Barter trade to benefit Pakistan, warn economists

KABUL (Pajhwok): With talks between Afghanistan and Pakistan on barter trade underway for quite some time, economists hold mixed views regarding the protection of Kabul’s interest under the proposed deal.

The Afghanistan Chamber of Commerce and Investment (ACCI) says this agreement, as and when signed, will initially involve trade in 20 times. In case of success, the number of items will surge.

“Almost 80 percent progress has been achieved on the agreement. The Hawala – cash transfer — system would be continued, items exchanged and individuals involved in exports and imports would be able to deposit afghanis in Kabul and rupees in Pakistan,” said Khan Jan Alkozai, deputy head of ACCI.

He added commerce chambers from both sides strived to share the problems faced by the private sector with the leadership of both countries.

Pakistan’s central bank had lately intensified the scrutiny of trade money under pressure from the international community and that had led to more problems, he claimed.

As a result of efforts by both chambers, the State Bank of Pakistan cancelled E-Form and EIF. Governments on both sides are striving to develop a mechanism for barter trade to resolve these problems.

Led by the two chambers, committees have been tasked with devising a strategy for barter trade.

Earlier, the Afghanistan Banks Union said most banks in the country did not face any problems in transferring money abroad. However, money transfer is not taking place for decorative items.

Alkozai continued consultations on barter trade were being concluded with Afghanistan. Pakistan’s private sector and the relevant committee are functioning under the leadership of the Ministry of Commerce and Industries. Stakeholders and the public could share their proposals with them.

He explained the two sides had not yet reached any agreement on barter traded. When both committees reach a final agreement, the pact would be finalised and approved by the governments.

Against Afghanistan’s interest

University teacher Zakria Haidari called barter an exchange of goods and services between two or more parties without the use of money. He said this method was used decades ago, but currently it was not in practice.

“Afghanistan is a country with over 50 percent of trade deficit, meaning that we lack export items and are heavily dependent on imports,” he commented.

The teacher said Pakistan enjoyed an upper hand economically over Afghanistan. If a barter trade agreement is signed, Islamabad will reap more benefits.

He feared Afghanistan could lose its economic partners and there would be curbs on the flow of trade. Afghanistan could become reliant on a single country.

If interests of both countries were equally served, he said, the agreement could mutually beneficial. If this model had been effective, he argued, other countries would have used it.

Another expert, Syed Massoud, wrote on his Facebook page that barter trade with a small or a huge volume would benefit a stronger and larger economy. In this case, he predicted, Pakistan would be the beneficiary.

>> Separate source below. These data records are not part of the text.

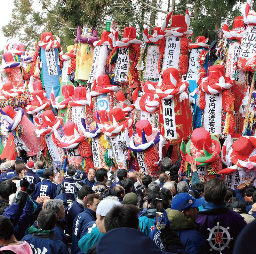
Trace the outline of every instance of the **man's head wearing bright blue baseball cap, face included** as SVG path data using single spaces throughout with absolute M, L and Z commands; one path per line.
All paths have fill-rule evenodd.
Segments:
M 172 199 L 172 209 L 184 213 L 186 216 L 196 221 L 198 216 L 198 206 L 204 203 L 204 198 L 196 199 L 191 194 L 183 192 L 178 193 Z

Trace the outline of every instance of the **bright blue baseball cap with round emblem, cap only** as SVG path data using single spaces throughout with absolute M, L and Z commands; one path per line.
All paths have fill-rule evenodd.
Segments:
M 204 203 L 204 198 L 194 198 L 187 192 L 179 193 L 172 199 L 171 207 L 174 210 L 183 211 L 189 207 L 198 207 Z

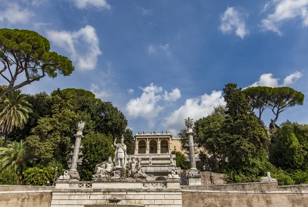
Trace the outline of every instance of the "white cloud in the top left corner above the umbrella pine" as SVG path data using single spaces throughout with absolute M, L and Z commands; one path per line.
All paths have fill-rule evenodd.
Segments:
M 4 3 L 2 3 L 2 6 Z M 6 10 L 0 11 L 0 22 L 6 19 L 10 24 L 27 24 L 34 13 L 16 3 L 8 4 Z

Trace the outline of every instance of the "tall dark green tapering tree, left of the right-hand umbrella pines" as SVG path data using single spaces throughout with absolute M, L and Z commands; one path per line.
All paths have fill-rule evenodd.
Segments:
M 245 94 L 236 84 L 225 85 L 224 99 L 227 116 L 222 126 L 222 137 L 227 147 L 227 168 L 248 175 L 265 174 L 271 166 L 266 151 L 269 139 L 251 111 Z

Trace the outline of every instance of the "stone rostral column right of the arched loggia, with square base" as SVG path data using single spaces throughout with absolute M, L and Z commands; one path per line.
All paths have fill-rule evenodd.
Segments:
M 193 119 L 185 119 L 185 125 L 187 127 L 186 135 L 188 139 L 188 151 L 189 151 L 189 163 L 190 169 L 188 171 L 188 185 L 201 185 L 201 176 L 196 168 L 195 158 L 195 143 L 194 143 L 194 131 L 192 131 L 192 125 L 194 125 Z

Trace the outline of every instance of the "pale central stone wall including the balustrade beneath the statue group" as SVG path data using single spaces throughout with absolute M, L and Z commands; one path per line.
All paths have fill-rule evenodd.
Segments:
M 145 207 L 181 207 L 182 192 L 179 180 L 136 181 L 58 181 L 52 192 L 51 207 L 83 207 L 85 204 L 108 203 L 143 204 Z

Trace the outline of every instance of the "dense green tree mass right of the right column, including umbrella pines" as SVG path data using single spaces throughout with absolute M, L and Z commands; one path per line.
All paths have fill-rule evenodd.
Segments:
M 303 94 L 287 87 L 242 91 L 236 84 L 225 85 L 223 91 L 226 107 L 195 122 L 199 146 L 215 160 L 212 169 L 218 165 L 230 183 L 258 181 L 266 172 L 272 172 L 279 184 L 306 183 L 308 127 L 290 121 L 276 125 L 279 113 L 302 105 Z M 275 114 L 272 130 L 261 119 L 267 108 Z

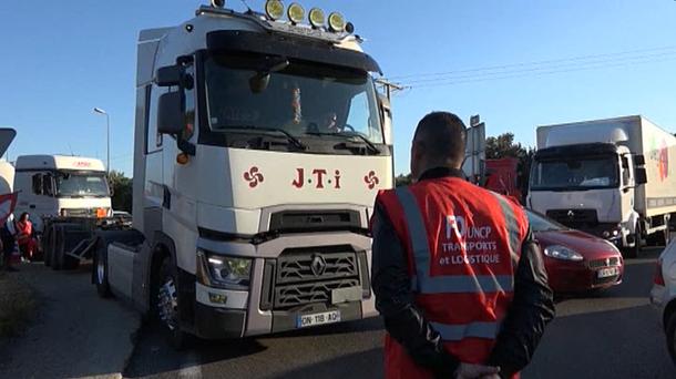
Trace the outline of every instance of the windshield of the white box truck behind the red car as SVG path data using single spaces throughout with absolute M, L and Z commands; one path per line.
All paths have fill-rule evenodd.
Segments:
M 584 191 L 618 186 L 615 156 L 561 157 L 535 161 L 532 191 Z

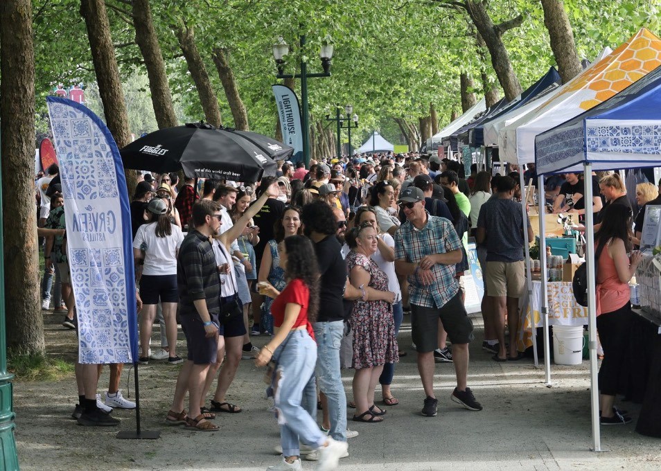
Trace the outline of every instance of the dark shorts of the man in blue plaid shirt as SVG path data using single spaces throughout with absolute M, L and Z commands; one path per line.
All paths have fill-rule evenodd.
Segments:
M 439 319 L 452 344 L 468 344 L 473 340 L 473 322 L 461 302 L 459 291 L 440 309 L 411 303 L 411 333 L 416 351 L 428 353 L 439 348 Z

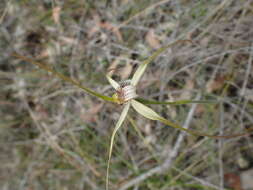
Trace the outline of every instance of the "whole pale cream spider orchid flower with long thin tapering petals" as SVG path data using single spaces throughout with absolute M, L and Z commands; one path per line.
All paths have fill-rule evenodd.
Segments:
M 131 80 L 127 80 L 122 83 L 118 83 L 115 80 L 113 80 L 109 75 L 106 75 L 107 80 L 109 81 L 111 86 L 115 89 L 115 93 L 113 94 L 112 97 L 105 96 L 103 94 L 95 92 L 95 91 L 89 89 L 88 87 L 83 86 L 83 84 L 81 84 L 81 83 L 61 74 L 61 73 L 58 73 L 52 67 L 50 67 L 46 64 L 36 62 L 33 59 L 27 58 L 27 57 L 22 56 L 17 53 L 13 53 L 12 55 L 14 57 L 21 59 L 21 60 L 24 60 L 24 61 L 30 62 L 34 65 L 37 65 L 39 68 L 46 70 L 46 71 L 52 73 L 53 75 L 61 78 L 62 80 L 68 81 L 68 82 L 72 83 L 73 85 L 83 89 L 84 91 L 86 91 L 90 95 L 96 96 L 96 97 L 103 99 L 105 101 L 108 101 L 108 102 L 113 102 L 113 103 L 124 105 L 124 108 L 121 112 L 119 120 L 116 123 L 116 126 L 112 132 L 112 136 L 110 139 L 110 147 L 109 147 L 109 155 L 108 155 L 107 171 L 106 171 L 106 190 L 108 190 L 109 189 L 110 161 L 111 161 L 111 155 L 112 155 L 115 135 L 116 135 L 117 131 L 120 129 L 120 127 L 122 126 L 124 120 L 126 119 L 126 116 L 127 116 L 127 113 L 129 111 L 130 107 L 133 107 L 133 109 L 136 112 L 138 112 L 142 116 L 146 117 L 147 119 L 162 122 L 167 126 L 179 129 L 181 131 L 185 131 L 185 132 L 190 133 L 192 135 L 206 136 L 206 137 L 210 137 L 210 138 L 233 138 L 233 137 L 248 135 L 249 131 L 253 130 L 252 128 L 250 128 L 250 129 L 247 129 L 247 132 L 245 132 L 245 133 L 234 134 L 234 135 L 229 135 L 229 136 L 210 135 L 210 134 L 202 133 L 199 131 L 194 131 L 191 129 L 185 129 L 185 128 L 181 127 L 180 125 L 178 125 L 172 121 L 169 121 L 168 119 L 165 119 L 164 117 L 162 117 L 158 113 L 156 113 L 154 110 L 152 110 L 151 108 L 144 105 L 144 104 L 180 105 L 180 104 L 187 104 L 187 103 L 212 103 L 211 101 L 193 101 L 193 100 L 180 100 L 177 102 L 160 102 L 160 101 L 146 100 L 143 98 L 139 98 L 138 95 L 136 94 L 136 86 L 137 86 L 138 82 L 140 81 L 141 76 L 144 74 L 148 64 L 151 63 L 152 61 L 154 61 L 162 52 L 164 52 L 165 50 L 167 50 L 171 46 L 176 45 L 179 42 L 181 43 L 181 42 L 191 42 L 191 41 L 190 40 L 177 40 L 175 42 L 170 43 L 169 45 L 159 48 L 149 58 L 144 60 L 139 65 L 139 67 L 135 71 L 133 78 Z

He alleged Pakistan wanted to exchange its cheapest items for valuable Afghan items. Islamabad’s target was Afghanistan’s natural resources, he insisted.

“In the protocol, it could be written that the currency could be the afghani or the rupee. In this case, the Pakistani rupee would replace the dollar and thus deal a blow to the afghani — something which is happening for the first time,” he argued.

Massoud warned: “As a result of barter trade, Afghanistan’s markets will be monopolised by Pakistan. Afghan manufacturers will act according to the wishes of Pakistani investors.

“Economic incentives in Afghanistan’s businesses would decline rapidly. Afghan traders will be ousted from the markets of other countries. Pakistani entrepreneurs and banks will find their place in Afghan trade and get a chance of interaction with other nations.”

He cautioned: “Foreign currency reserves will fall by as much as $1 billion and the value of the afghani decline. The Pakistani rupee will replace the national currency in domestic exchanges.”

He asked the government to avoid entering a barter trade pact with Pakistan.

Beneficial for Afghanistan: Experts

Syed Zaman Hashimi, former head of ACCI had said at a meeting in February 2020: “The government, in coordination with diplomatic channels in both countries, shall work effectively for a mutually beneficial barter trade mechanism. This can be more beneficial for the people of Afghanistan.”

Hashimi expressed this view in February 2020 at a virtual meeting organised by ACCI and the Afghanistan embassy in Australia.

Economist Saviz Savizyar said at the meeting that barter trade was a good option for some nations with rich natural reserves and Afghanistan was one of them.

He believed Afghanistan, by exercising this option, could conduct legal trade with China using a principled framework. This mechanism could provide more facilities for traders in addition to helping establish direct relations between them.